前回の「亜南極ゾーン」を抜けて,再び1階に上がると,屋外の「フンボルトペンギン特別保護区」がすぐ目の前に
(エスカレーターで上がって回れ右する必要がありますが)。
または,海響館のエントランスから右手前に進む「亜南極ゾーン」への進路よりも
やや前寄りを右に進むとすぐに「フンボルトペンギン特別保護区」に出られます。
日本でフンボルトペンギンを飼育するのは単なる見世物ではなく,
種の保護・保存のため。
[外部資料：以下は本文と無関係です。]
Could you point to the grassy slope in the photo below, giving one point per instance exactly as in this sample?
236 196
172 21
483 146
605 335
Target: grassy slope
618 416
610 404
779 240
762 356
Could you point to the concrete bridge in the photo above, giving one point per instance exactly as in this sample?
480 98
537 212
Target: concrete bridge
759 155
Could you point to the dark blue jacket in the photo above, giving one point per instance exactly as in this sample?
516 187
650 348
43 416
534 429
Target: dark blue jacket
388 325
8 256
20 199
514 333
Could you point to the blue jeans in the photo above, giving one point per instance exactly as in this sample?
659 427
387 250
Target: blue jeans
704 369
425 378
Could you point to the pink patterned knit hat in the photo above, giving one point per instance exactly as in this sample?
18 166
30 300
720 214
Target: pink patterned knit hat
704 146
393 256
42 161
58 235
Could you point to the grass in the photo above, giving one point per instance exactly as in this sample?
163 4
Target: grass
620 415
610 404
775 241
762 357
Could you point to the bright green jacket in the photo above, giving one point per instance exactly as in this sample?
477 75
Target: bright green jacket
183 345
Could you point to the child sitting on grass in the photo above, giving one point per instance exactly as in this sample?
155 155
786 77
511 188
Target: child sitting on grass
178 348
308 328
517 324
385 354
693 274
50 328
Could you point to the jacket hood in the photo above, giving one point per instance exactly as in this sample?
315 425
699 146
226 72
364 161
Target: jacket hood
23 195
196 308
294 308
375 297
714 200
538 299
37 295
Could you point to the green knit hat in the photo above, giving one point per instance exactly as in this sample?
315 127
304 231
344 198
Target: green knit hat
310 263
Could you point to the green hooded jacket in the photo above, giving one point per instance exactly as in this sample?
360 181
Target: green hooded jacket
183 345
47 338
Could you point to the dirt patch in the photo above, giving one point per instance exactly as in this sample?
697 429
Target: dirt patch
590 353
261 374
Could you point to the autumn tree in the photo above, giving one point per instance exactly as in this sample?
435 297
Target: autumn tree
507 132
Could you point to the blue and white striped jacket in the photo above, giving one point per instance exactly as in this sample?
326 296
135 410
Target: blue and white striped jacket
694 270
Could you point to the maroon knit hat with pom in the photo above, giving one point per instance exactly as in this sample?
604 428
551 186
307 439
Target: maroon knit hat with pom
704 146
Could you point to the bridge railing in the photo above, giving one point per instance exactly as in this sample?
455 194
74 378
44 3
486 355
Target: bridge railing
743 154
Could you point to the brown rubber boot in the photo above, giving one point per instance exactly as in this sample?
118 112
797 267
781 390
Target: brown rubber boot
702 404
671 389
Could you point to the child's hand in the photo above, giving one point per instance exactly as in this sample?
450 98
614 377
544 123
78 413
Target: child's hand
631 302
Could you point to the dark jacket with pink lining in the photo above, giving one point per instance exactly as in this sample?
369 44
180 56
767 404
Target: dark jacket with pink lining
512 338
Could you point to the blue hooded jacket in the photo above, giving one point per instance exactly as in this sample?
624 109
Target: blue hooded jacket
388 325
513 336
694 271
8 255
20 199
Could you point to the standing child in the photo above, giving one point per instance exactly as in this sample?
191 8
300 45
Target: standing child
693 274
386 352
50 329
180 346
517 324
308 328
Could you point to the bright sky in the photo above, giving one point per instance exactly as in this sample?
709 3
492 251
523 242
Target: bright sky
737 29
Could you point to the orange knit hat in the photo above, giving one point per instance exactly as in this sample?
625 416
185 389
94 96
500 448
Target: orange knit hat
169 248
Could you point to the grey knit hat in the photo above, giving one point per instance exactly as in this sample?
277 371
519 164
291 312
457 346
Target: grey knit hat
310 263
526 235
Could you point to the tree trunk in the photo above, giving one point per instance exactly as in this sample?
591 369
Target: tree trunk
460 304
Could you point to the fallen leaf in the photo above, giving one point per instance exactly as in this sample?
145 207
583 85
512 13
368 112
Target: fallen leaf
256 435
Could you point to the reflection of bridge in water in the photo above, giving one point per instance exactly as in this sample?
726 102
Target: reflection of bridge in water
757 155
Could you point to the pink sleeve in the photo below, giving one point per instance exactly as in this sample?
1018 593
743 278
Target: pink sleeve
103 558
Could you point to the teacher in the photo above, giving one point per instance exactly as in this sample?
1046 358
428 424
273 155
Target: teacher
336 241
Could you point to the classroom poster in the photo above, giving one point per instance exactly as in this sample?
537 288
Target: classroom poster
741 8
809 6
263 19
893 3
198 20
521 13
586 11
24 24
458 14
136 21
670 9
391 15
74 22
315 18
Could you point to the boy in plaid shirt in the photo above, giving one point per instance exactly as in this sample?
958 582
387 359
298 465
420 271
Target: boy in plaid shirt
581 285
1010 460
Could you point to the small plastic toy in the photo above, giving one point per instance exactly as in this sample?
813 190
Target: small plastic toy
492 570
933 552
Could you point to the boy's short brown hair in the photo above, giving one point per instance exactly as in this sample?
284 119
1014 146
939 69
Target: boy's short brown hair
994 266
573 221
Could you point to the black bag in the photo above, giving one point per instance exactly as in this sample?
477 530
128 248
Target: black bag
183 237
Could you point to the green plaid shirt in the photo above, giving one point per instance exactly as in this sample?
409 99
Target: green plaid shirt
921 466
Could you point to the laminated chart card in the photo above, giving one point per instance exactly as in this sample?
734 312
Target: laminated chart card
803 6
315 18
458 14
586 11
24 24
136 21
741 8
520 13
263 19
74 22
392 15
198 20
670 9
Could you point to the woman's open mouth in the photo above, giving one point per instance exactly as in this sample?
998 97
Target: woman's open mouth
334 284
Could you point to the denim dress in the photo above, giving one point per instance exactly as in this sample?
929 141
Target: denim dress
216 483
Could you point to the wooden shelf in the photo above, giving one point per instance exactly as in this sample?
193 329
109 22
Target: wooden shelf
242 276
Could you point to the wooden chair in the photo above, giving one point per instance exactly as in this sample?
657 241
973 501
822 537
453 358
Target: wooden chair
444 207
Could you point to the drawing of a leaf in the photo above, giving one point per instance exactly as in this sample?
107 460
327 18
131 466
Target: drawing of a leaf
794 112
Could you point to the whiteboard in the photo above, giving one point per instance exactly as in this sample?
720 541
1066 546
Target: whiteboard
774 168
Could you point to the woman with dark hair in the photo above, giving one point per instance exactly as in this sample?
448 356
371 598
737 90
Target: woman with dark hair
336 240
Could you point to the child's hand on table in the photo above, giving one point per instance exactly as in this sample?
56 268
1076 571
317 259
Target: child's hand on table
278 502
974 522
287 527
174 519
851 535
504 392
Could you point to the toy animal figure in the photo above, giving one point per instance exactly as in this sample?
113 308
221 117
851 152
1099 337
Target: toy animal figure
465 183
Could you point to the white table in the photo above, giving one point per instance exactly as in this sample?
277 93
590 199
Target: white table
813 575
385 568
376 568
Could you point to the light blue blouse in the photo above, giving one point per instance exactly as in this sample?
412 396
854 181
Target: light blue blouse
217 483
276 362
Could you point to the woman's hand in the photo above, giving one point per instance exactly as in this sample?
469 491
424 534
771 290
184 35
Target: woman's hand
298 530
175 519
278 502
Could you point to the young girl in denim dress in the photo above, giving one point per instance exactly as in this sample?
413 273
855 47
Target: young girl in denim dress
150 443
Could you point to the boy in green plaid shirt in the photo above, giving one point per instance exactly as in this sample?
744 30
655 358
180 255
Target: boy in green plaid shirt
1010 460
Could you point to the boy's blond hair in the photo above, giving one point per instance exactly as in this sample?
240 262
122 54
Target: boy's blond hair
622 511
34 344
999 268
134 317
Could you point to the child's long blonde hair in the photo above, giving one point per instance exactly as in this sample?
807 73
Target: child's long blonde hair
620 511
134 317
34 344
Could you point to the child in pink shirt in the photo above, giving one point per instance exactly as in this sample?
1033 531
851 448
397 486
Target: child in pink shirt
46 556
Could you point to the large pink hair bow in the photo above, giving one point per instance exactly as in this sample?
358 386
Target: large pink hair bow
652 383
ということで,海響館はチリ国立サンチアゴ・メトロポリタン公園
メトロポリタン動物園と相互協力し,飼育技術や野生地でのフンボルトペンギンの保護に
貢献する研究・教育活動を行っています。
ということで,この「特別保護区」も,
フンボルトペンギンの生息域外重要繁殖地として指定を受けており
生息地を再現したつくりになっています。
このエリアにて飼育されているのは40羽。
だいたいペアになっていて,毎年のように産卵・孵化育雛が行われています。
【ペンギン4コマ】3人合わせて…(3)聖なる娘?!
https://www.pixiv.net/artworks/71174973
「穴掘りペンギン」(holly penguin)ことフンボルトペンギン属の仲間は
巣穴をほって繫殖を行いますが,その穴は足で掘るんですね。
今年ひなが誕生しているのはこの巣。
来館者が通る木道からはちょっと見づらい位置・角度に(;^ω^)
歩いて2〜3分くらいで1周できるくらいの大きさのこの特別保護区,
通常のイベントとして,飼育スタッフの方が解説しながら案内してくれる「ペンギンツアー」を毎日開催。
個体が識別できるよう,名前とバンドの色をまとめた一覧を貸してくれます。
個体識別用の色バンドは,性別によってつけるフリッパーを右左で分けたりしますが
ここ特別保護区では,ペンギンツアーのお客さんが見やすいように
どの個体も両翼にバンドがつけられています。
この日は,グレーかと思ったバンドは実は色褪せたピンクだったなんてことがあったりして
スタッフの皆さんは基本,個体の外見で区別がついて,さらにどの子がどの子とペアで
どんな性格で,他の個体とどういう関係か頭に入ってるんですよね。すごい。
●海響館は,屋外フンボルトペンギンの施設がほかにもあり,こちらも合計40羽弱が飼育されています。
(海響館全体で80羽弱ですね)
こちらのペンギンプールではペンギンのお食事が
「ごっくんタイム」として解説つきのイベントとして公開。
ペンギンのえさはアジやカラフトシシャモなどです。
栄養不足がないよう,どこの園館も個体1羽1羽が魚を何匹食べたか記録をつけますが
健康に問題ない分食べたことが確認できたら,あとは自由競争タイム
来館者は,下の段でガラスの間近から水中のペンギンの様子を見ることも
後ろの上の段で上から地上組のペンギンの様子を見ることもできます。
「お魚もうないよ」 終了のサイン。
このプールの隣には「ふれあい広場」。
このエリアにいる15羽のペンギンたちは
すべて来館者とのふれあいが可能なレベルでトレーニング済みの個体たち。
(もちろんさわれるのは特定の催し時に参加枠の範囲のみですが)
繫殖から上がるクラス(個体番号1ケタ)のベテランもいますが
みな普通にペアをつくり繫殖もしています。
このクルミ(♂)はさっさとエサを食べて,奥さんに「巣に帰るぞ」と
ひっきりなしに鳴いて呼んでいたのですが,奥さんのほうもマイペースで
なかなか応じず。飼育スタッフさんの説明を聞きながら観察していると
1羽1羽の個性や関係性がおもしろく,親近感を感じます。
タイミングがよければトレーニングをしている様子も
見ることができますよ
海響館は2010年に「ペンギン村」が開設されて今年で10周年,
この3月に記念イベント・企画が開催される予定でしたが
新型コロナウイルス感染症の問題で
3月2日より休館,催しは延期となりました。
流行が世界的なものとなり,先がまだ見えない状況ですが
早く 皆がここで再び生き物との出会いを楽しめる日が戻るよう願います。